Date: July 26, 2016
Author: Mark Hayes (Twitter: @Hayesy24)

Six-hole golf on European Tour cards

European Tour boss Keith Pelley has flagged a radical change in the way we watch – and play – golf.

Pelley, less than a year into his role as chief executive, signalled the Tour’s desire to play six-hole events in its 2018 schedule.

The Canadian has consistently mooted plans to embrace new formats and change to modernise golf, with players wearing shorts in pro-ams and introducing measures to speed up play.

And he says short-form golf will open up a whole new market.

“Golf has to be a little more open to letting the youth actually participate," Pelley told BBC Radio this week. “There's no question that is something we believe in as well.

“You look at some of the new formats that have been created — when you look at adventure golf, or the brand Top Golf … it's really geared towards millennials, so the way that people are participating in the game is completely different.

“Let's be honest — and scientific data proves this — attention spans are decreasing as opposed to increasing and it's completely different when the choice people have to consume content now is so different than it was 35-40 years ago.
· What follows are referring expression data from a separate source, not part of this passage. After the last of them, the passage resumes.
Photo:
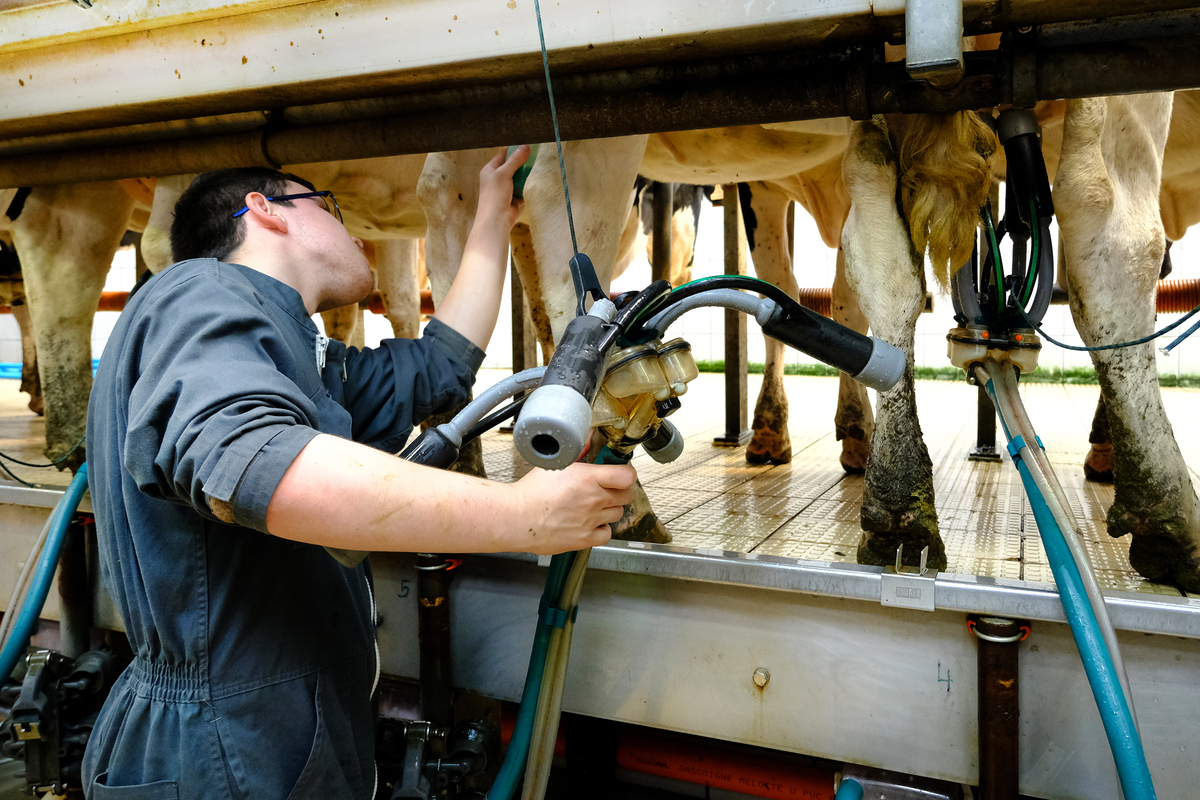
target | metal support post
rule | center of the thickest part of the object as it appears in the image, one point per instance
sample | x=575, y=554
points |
x=75, y=590
x=737, y=431
x=664, y=208
x=934, y=41
x=985, y=429
x=1000, y=735
x=433, y=637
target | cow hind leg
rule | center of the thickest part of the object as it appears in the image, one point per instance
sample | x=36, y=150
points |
x=67, y=236
x=30, y=382
x=765, y=216
x=887, y=275
x=853, y=420
x=1107, y=196
x=1098, y=463
x=449, y=194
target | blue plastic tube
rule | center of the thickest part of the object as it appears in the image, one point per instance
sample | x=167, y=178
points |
x=1102, y=677
x=850, y=789
x=509, y=776
x=40, y=584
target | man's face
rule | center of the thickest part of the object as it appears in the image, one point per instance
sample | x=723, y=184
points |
x=337, y=257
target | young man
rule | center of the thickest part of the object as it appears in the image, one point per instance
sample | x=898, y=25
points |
x=221, y=461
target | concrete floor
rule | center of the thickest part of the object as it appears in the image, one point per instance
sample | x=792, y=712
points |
x=712, y=499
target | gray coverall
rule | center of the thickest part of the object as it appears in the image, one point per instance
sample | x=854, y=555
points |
x=255, y=656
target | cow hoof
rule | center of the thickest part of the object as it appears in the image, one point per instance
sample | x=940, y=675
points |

“So you have to change, people's time is so precious that golf – I think every golf course being built needs to be six holes, six holes, six holes – so that people can go at the beginning before they go to work.”

Pelley said the success of Twenty20 in boosting attendances as a reason for change with TV audiences flocking to short-form cricket.

“From our perspective … we are looking to create a format that would be six holes.

“That could be an hour, an hour-and-a-half content program which would be very entertaining.

“Our leaderboard is always filled with a bunch of different flags and it would probably be a country competition, so you could probably see England playing Scotland in six-hole match play with time clocks and music and so forth going on and it would be an aspirational goal to be even remotely as successful as Twenty20 cricket.

“But If you're not prepared to change, if you're not prepared to be innovative, if you're not prepared to take chances, then I do believe that the sports that aren't will fall behind.

“We'd like to experiment … in 2017 and maybe roll it out in 2018. It's still in the infancy stages of being developed.

“The tradition, the integrity of the game, the 72-hole tournament will always be there in some form. But if you catapult ahead 10 or 15 years, the game of golf will be consumed completely differently and there will be different formats that will be successful as content entertainment makers.”

Pelley didn’t rule out changing the European Tour’s name to reflect its increasingly global nature.

Europe and the Asian Tour recently announced a strategic partnership and with just 19 of the 50 2016 European Tour events staged in Europe, Pelley is open to rebranding.

“You can't play 47 weeks in Europe, hence the reason that we started to move all around the world and since then we've expanded and as early as this week we've announced a strategic alliance with the Asian Tour, so our position in Asia is going to grow: we've opened an office recently in Korea.”